Isaías Ribeiro

Personal information
- Full name: Isaías Santos Ribeiro Filho
- Nickname: Samurai
- National team: Brazil
- Born: 17 March 2002 (age 24) Salvador, Bahia, Brazil

Sport
- Country: Brazil
- Sport: Boxing

Medal record
Men's amateur boxing
Representing Brazil
World Championships
| Silver medal – second place | 2025 Liverpool | 90 kg |

= Isaías Ribeiro =

Brazilian boxer (born 2002)

Isaías Santos Ribeiro Filho (born 17 March 2002) is a Brazilian boxer. His nickname is "Samurai".

== Career ==
At the 2021 AIBA Youth World Boxing Championships, he even won a medal for Brazil by defeating Ukrainian Illia Tohobytskyi in the quarterfinals. He won by a 3-2 decision and qualified for the semifinals. But the European country appealed the result, and it was upheld by the International Amateur Boxing Association (Aiba), which eliminated the Brazilian.

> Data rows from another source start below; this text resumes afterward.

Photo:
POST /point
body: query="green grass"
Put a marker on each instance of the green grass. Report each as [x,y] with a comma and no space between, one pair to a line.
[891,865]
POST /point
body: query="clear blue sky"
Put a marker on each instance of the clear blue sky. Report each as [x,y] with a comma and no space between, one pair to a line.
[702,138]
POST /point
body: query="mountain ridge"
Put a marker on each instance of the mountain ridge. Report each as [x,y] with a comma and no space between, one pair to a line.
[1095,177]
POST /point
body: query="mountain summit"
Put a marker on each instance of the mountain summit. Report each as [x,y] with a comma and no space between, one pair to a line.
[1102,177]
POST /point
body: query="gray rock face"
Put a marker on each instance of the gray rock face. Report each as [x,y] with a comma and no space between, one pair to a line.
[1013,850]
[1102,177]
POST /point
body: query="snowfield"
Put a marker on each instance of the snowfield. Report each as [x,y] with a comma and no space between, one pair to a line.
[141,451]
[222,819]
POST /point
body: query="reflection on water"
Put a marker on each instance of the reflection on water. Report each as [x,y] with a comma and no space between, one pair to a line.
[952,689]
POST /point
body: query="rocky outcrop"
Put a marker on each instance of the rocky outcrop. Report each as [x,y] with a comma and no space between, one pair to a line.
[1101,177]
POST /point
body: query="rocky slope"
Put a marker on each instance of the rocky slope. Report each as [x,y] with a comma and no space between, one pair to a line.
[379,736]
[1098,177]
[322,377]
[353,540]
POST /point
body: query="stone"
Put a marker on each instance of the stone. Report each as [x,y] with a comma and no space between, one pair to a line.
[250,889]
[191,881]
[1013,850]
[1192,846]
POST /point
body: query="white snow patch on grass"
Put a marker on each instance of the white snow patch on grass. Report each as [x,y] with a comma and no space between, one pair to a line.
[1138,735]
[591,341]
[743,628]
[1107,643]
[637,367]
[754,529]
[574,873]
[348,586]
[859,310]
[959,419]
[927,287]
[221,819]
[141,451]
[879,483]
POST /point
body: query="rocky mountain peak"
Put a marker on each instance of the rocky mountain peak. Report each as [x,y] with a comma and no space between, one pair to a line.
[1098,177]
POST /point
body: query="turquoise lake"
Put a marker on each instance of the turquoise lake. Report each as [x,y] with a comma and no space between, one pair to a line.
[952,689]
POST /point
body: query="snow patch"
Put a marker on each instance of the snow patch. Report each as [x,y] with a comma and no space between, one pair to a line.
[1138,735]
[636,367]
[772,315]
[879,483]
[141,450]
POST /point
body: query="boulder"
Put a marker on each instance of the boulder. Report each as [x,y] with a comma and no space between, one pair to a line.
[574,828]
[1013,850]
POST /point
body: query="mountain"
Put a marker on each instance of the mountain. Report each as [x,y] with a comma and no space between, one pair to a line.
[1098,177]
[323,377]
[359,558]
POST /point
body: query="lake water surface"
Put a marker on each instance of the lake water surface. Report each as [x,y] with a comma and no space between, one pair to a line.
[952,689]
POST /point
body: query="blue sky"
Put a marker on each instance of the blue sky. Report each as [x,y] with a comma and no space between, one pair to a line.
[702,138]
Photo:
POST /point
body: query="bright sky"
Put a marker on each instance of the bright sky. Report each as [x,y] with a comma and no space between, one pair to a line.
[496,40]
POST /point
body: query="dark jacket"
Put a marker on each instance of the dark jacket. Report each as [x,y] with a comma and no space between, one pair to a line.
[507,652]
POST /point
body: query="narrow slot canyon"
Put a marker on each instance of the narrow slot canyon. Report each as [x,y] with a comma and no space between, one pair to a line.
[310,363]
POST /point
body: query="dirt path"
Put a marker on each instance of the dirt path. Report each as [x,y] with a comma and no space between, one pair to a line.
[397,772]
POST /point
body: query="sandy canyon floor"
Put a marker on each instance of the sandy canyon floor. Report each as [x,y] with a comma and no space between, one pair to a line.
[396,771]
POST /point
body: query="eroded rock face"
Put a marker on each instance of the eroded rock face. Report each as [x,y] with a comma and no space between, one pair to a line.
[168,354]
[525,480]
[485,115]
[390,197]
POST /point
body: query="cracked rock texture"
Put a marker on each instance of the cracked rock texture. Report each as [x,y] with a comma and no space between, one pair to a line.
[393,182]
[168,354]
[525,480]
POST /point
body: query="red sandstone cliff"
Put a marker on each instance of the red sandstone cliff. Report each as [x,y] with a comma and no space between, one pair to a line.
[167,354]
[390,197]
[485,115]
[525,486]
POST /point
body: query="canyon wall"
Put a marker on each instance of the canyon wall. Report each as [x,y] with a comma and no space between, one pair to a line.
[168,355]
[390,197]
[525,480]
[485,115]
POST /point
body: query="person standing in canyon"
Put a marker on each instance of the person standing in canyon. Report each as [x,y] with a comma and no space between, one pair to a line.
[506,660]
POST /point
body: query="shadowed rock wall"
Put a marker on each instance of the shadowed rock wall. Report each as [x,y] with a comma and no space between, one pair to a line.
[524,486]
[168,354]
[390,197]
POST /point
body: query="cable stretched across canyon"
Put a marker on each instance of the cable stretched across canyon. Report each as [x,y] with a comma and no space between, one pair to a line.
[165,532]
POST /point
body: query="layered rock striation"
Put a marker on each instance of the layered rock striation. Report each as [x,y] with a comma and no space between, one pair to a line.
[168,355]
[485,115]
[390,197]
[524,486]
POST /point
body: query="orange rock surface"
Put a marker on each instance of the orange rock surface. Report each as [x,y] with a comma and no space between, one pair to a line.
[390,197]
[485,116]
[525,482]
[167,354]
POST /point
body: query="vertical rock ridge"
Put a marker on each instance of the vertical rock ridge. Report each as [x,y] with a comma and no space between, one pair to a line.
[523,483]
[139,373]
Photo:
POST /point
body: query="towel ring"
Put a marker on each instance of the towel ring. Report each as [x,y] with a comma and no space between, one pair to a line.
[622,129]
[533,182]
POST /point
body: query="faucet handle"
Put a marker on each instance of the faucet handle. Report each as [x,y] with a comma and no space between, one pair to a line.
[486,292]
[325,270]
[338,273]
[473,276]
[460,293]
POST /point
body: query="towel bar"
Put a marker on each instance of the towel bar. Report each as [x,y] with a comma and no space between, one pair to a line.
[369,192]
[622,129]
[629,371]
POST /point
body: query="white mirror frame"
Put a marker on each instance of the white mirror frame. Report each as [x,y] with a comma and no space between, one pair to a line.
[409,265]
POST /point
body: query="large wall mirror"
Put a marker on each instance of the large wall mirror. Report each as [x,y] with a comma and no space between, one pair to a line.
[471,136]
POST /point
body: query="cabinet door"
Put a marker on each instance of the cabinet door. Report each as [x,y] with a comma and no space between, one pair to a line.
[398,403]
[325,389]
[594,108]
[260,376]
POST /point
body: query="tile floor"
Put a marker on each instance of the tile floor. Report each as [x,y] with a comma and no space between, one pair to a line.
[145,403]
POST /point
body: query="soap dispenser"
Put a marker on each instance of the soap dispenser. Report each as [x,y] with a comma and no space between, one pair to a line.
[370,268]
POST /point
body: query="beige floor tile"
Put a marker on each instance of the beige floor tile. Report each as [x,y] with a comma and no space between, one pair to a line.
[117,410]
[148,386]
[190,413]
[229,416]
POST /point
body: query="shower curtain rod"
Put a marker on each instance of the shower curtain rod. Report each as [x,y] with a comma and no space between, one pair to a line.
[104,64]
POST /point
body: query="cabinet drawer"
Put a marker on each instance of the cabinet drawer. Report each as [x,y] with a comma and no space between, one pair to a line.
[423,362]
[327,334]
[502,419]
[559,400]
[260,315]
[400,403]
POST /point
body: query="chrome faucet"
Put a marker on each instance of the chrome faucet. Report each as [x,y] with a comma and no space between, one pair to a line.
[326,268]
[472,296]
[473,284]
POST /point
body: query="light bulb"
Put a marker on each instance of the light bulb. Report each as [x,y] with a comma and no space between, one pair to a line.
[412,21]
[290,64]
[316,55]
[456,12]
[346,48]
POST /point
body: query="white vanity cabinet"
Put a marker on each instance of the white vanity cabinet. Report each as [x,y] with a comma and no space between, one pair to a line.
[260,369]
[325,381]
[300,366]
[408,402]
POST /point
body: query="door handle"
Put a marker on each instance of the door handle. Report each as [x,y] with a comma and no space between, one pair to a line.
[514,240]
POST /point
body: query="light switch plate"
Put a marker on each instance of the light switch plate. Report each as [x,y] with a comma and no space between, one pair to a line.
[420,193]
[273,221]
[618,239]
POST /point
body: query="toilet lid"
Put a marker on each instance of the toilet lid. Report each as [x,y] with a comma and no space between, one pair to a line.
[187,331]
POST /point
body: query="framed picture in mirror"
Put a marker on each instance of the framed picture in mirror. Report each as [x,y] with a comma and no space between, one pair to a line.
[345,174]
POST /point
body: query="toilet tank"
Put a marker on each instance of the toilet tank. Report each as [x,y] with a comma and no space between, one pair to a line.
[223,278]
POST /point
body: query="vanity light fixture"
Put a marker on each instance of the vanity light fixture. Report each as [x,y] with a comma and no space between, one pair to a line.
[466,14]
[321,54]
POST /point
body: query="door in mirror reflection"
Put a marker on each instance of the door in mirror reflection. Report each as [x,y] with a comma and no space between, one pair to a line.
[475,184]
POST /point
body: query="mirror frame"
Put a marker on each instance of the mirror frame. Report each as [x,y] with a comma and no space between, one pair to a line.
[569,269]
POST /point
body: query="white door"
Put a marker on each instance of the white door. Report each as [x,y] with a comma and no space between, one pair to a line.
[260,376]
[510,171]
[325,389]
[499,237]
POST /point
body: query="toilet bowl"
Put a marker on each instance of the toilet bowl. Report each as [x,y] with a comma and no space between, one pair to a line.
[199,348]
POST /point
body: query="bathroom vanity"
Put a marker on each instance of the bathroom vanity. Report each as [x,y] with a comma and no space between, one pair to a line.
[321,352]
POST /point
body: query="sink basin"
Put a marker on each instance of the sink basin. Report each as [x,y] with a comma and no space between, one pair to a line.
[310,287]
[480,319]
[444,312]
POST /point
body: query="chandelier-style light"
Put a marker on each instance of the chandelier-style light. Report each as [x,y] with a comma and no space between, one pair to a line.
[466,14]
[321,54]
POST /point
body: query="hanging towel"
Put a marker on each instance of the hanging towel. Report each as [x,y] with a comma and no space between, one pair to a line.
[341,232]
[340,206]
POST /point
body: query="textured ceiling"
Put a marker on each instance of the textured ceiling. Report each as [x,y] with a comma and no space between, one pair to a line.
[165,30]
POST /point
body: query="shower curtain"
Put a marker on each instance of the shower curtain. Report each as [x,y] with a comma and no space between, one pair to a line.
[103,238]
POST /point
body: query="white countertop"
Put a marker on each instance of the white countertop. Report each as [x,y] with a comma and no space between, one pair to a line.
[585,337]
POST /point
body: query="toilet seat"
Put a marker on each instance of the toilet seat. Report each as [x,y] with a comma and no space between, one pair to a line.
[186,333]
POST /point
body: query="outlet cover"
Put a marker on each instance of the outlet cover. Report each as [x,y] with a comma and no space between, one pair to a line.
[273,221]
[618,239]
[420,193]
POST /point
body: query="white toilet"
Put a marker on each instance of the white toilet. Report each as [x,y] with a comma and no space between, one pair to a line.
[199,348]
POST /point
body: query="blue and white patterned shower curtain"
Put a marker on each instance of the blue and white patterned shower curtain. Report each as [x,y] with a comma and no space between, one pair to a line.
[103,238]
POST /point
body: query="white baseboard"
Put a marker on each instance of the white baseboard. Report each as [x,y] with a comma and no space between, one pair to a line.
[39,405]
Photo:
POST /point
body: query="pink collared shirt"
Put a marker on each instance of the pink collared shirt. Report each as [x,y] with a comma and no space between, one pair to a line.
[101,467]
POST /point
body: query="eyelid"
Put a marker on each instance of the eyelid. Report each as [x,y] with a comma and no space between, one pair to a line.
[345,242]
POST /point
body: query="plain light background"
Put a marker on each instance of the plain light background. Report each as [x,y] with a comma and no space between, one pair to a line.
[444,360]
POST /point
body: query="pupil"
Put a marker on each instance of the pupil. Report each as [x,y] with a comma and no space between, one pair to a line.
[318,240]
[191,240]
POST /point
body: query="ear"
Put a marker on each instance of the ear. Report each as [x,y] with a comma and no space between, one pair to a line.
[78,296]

At the adult 2021 AIBA World Boxing Championships, held in Belgrade, Serbia, in October 2021, he fell in the opening round of the competition.

In 2024, he was already a four-time Brazilian boxing champion in the 92 kg category.

At the 2025 World Boxing Championships, he won three fights, reaching the semi-finals and securing a medal. He also defeated Olympic medalist Loren Alfonso in the semifinals, and finished the competition with the silver medal.